Uno de los misterios del siglo XX, y de la cultura latinoamericana, lo constituye la sorprendente atracción que Fidel Castro ejerció sobre los intelectuales. Casi no existe escritor latinoamericano que no se haya dejado seducir, siquiera por algunos años, por el sueño de la Revolución Cubana o visto en ella la aurora irrefutable de un tiempo nuevo. Algunos, como Jorge Edwards o Vargas Llosa, despertaron temprano, pero otros igual de talentosos se dejaron acunar hasta muy tarde por la palabra de Fidel. En la Carta a Fidel -donde un grupo de intelectuales reclama por el caso Padilla, la primera gran rebelión intelectual en su contra, el año 1971- escasean los latinoamericanos.
¿Por qué?
Desde luego, algo podría explicar el hecho de que la Guerra Fría también se libró en el espacio de la cultura. Si existía la Casa de las Américas, también existía el Congreso por la Libertad de la Cultura. Y los intelectuales, siempre menesterosos de auxilio para el ocio creativo o sensibles al reconocimiento, se dejaban seducir por uno o por otro. Otra explicación plausible es el brillo intelectual del propio Fidel.
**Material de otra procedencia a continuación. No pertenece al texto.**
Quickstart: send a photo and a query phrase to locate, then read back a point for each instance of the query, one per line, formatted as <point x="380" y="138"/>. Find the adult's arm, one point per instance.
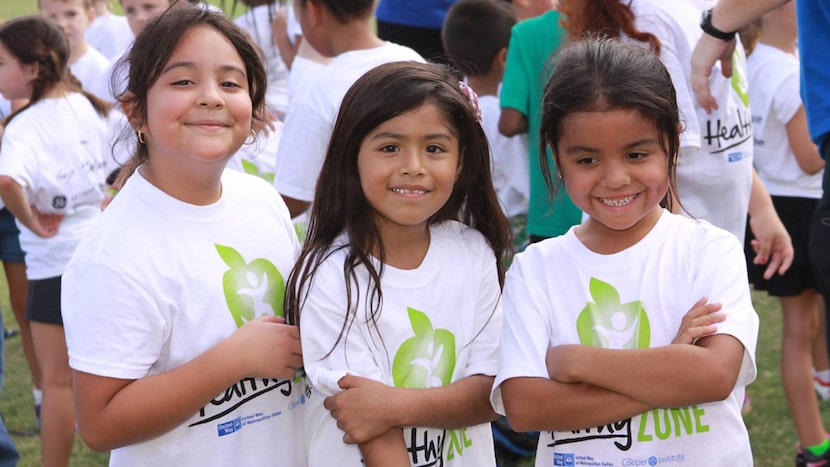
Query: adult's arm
<point x="727" y="16"/>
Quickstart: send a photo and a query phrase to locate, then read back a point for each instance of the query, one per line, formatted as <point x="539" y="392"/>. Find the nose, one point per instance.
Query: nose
<point x="210" y="96"/>
<point x="616" y="174"/>
<point x="412" y="162"/>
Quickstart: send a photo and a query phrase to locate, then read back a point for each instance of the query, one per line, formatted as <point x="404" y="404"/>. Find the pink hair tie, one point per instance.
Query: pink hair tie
<point x="472" y="97"/>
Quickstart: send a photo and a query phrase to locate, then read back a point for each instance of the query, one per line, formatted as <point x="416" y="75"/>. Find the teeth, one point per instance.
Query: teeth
<point x="406" y="191"/>
<point x="617" y="202"/>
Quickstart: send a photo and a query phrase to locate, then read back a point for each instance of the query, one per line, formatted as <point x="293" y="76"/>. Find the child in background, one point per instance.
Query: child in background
<point x="476" y="34"/>
<point x="74" y="17"/>
<point x="791" y="168"/>
<point x="342" y="31"/>
<point x="179" y="351"/>
<point x="109" y="33"/>
<point x="53" y="162"/>
<point x="532" y="42"/>
<point x="398" y="284"/>
<point x="14" y="266"/>
<point x="598" y="349"/>
<point x="257" y="22"/>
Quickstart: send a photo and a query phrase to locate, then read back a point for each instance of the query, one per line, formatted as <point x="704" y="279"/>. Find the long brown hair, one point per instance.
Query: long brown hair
<point x="35" y="39"/>
<point x="341" y="207"/>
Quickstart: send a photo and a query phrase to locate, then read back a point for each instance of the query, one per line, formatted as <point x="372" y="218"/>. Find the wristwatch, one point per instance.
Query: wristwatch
<point x="706" y="25"/>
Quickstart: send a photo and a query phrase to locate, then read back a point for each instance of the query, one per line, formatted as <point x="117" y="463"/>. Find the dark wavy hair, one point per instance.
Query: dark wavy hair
<point x="153" y="48"/>
<point x="340" y="206"/>
<point x="36" y="39"/>
<point x="599" y="74"/>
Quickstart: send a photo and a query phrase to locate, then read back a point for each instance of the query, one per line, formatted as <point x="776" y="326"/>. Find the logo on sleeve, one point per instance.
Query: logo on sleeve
<point x="610" y="324"/>
<point x="251" y="289"/>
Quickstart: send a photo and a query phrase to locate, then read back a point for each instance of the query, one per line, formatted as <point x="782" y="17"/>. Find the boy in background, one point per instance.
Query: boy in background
<point x="475" y="36"/>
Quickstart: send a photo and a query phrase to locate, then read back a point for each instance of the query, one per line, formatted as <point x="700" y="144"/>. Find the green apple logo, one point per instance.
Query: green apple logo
<point x="739" y="81"/>
<point x="610" y="324"/>
<point x="251" y="289"/>
<point x="426" y="356"/>
<point x="251" y="168"/>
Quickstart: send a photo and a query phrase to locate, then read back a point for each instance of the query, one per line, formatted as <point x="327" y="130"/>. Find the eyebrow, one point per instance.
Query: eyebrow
<point x="173" y="66"/>
<point x="393" y="135"/>
<point x="642" y="142"/>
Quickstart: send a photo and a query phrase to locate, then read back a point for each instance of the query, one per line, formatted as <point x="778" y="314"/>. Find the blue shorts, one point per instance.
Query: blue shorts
<point x="10" y="250"/>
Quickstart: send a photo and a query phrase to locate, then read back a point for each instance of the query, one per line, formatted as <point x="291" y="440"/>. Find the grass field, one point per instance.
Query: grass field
<point x="771" y="430"/>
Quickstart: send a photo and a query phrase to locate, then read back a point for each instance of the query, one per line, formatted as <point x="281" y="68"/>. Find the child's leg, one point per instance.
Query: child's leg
<point x="18" y="286"/>
<point x="57" y="428"/>
<point x="801" y="319"/>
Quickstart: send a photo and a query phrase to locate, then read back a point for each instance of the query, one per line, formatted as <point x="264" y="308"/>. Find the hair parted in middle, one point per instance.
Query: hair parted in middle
<point x="599" y="74"/>
<point x="383" y="93"/>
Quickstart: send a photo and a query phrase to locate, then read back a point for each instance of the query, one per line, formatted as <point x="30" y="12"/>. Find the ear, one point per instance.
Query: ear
<point x="130" y="108"/>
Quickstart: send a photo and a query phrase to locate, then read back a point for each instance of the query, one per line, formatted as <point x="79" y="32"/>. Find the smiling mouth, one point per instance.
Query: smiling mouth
<point x="409" y="191"/>
<point x="618" y="202"/>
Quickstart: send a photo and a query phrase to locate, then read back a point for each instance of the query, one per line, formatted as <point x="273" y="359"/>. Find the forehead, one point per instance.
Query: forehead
<point x="51" y="4"/>
<point x="145" y="3"/>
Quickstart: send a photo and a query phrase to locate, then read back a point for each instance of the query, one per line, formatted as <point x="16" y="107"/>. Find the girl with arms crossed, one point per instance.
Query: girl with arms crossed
<point x="399" y="281"/>
<point x="590" y="317"/>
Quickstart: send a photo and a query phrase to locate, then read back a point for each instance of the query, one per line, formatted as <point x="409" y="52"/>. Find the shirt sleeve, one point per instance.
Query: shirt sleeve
<point x="333" y="348"/>
<point x="301" y="151"/>
<point x="515" y="92"/>
<point x="116" y="330"/>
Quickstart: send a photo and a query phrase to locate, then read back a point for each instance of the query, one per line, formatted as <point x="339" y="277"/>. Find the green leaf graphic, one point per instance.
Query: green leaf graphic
<point x="251" y="289"/>
<point x="608" y="323"/>
<point x="428" y="356"/>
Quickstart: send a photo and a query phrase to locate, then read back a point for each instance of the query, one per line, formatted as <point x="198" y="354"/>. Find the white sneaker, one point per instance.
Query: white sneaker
<point x="822" y="388"/>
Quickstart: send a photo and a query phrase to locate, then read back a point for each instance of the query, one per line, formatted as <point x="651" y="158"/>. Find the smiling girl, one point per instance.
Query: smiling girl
<point x="173" y="304"/>
<point x="598" y="350"/>
<point x="399" y="281"/>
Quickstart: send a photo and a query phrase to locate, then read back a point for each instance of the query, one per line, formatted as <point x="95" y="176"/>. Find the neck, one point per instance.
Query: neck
<point x="357" y="34"/>
<point x="405" y="247"/>
<point x="199" y="188"/>
<point x="75" y="53"/>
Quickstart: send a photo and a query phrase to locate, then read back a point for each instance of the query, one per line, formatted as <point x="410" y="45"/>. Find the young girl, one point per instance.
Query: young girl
<point x="53" y="161"/>
<point x="398" y="285"/>
<point x="172" y="303"/>
<point x="791" y="168"/>
<point x="590" y="316"/>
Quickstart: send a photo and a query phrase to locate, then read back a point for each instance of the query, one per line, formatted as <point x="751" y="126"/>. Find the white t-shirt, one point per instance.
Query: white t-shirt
<point x="89" y="68"/>
<point x="511" y="168"/>
<point x="257" y="22"/>
<point x="559" y="292"/>
<point x="714" y="170"/>
<point x="110" y="34"/>
<point x="58" y="151"/>
<point x="439" y="323"/>
<point x="160" y="281"/>
<point x="774" y="82"/>
<point x="312" y="115"/>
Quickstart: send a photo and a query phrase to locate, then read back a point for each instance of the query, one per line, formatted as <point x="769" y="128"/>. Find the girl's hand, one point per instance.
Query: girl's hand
<point x="45" y="225"/>
<point x="699" y="321"/>
<point x="360" y="409"/>
<point x="269" y="348"/>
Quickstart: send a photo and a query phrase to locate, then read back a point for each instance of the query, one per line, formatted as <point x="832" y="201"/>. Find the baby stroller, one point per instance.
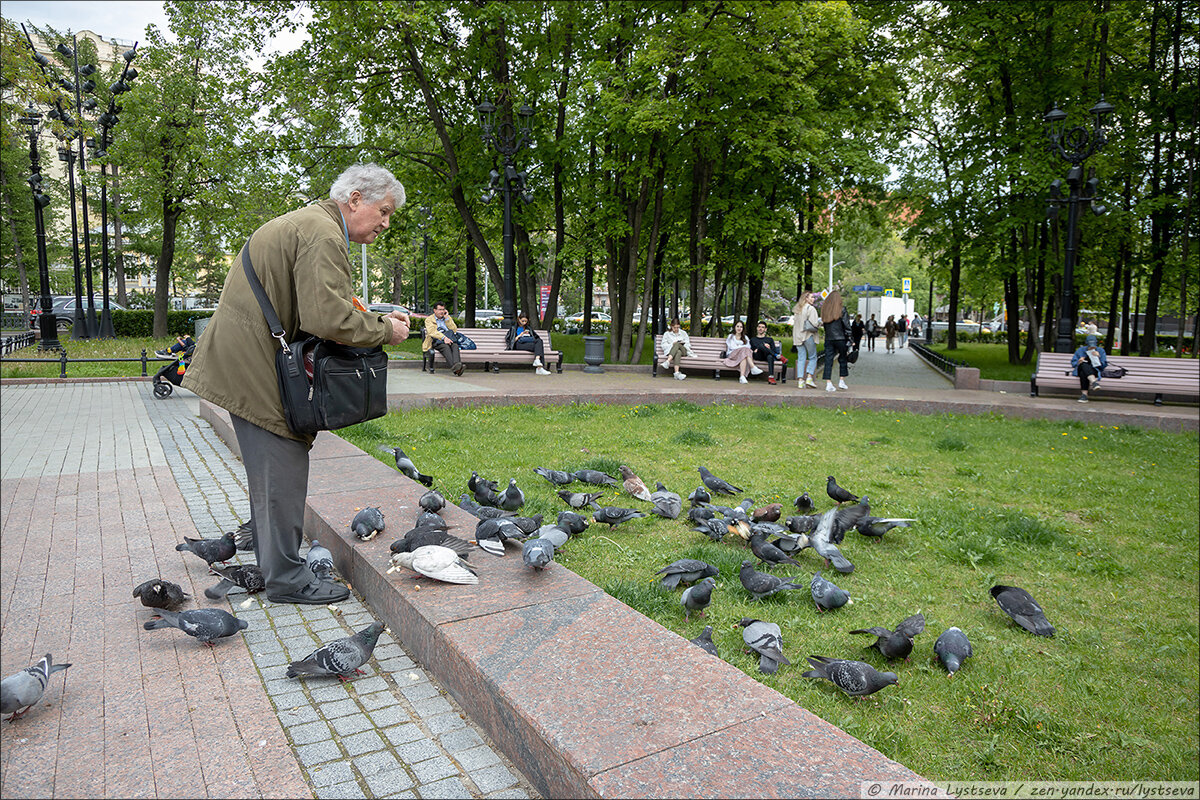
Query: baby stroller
<point x="173" y="372"/>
En un continente donde no abundan los gobernantes con talento intelectual, Fidel, dispendioso en ideas, erudito en detalles, memoria de elefante y elocuencia de predicador, resultaba en extremo seductor.
Pero quizá haya causas de otra índole, causas de las que Fidel, ahora muerto, fue un brillante catalizador.
La principal de todas es el parentesco oculto que existe y que brotó durante el siglo XX, pero que en cualquier momento puede reverdecer, entre los sueños y añoranzas de la literatura y el quehacer de la política.
La política, especialmente la política de los sesenta, y para qué decir la política de los sesenta en América Latina, fue ante todo un asunto de sueños globales. Son los años en que se persigue la justicia al por mayor y no, como hoy, la justicia al por menor, dando un paso cada vez. En esos años, la política se dejó llevar por lo que pudiera llamarse la tentación del asalto utópico, la creencia de que la política necesitaba una escatología, una imagen final en pos de cuya consecución se encaminaba. Así no es difícil comprender que los intelectuales, especialmente los literatos, especialistas en forjar mundos que consuelan las deficiencias del que tienen ante los ojos y acicatean el deseo de algo distinto, hayan visto en Fidel y las promesas de un hombre nuevo, solidario, que no se dejaba llevar por las vilezas del consumo y el autointerés, casi la realización de las cosas que ellos emprendían solo con lápiz y con papel.
Es probable que Fidel haya sido el último de los políticos capaces de hacer un prodigio casi literario del que hoy ninguno parece capaz: impulsar la acción, dibujar los sueños, acentuar el futuro para olvidar el presente, disfrazar la falta de libertades y envolver los fracasos, con la palabra bien dicha y a borbotones.
Por eso y a su modo, Fidel Castro fue un literato, alguien que no se detenía a tropezar con la realidad y, en vez de eso, la sustituía por las reverberaciones de la imaginación, alguien para quien -como ocurre en la literatura, donde la página final es la prueba de que todo lo que antecede valió la pena- el sufrimiento presente no era más que la antesala de la felicidad futura. Eso es lo que explica la hazaña indesmentible de la Sierra Maestra; pero eso es también lo que explica que haya sido inmune y, al parecer, inconsciente de su propio fracaso.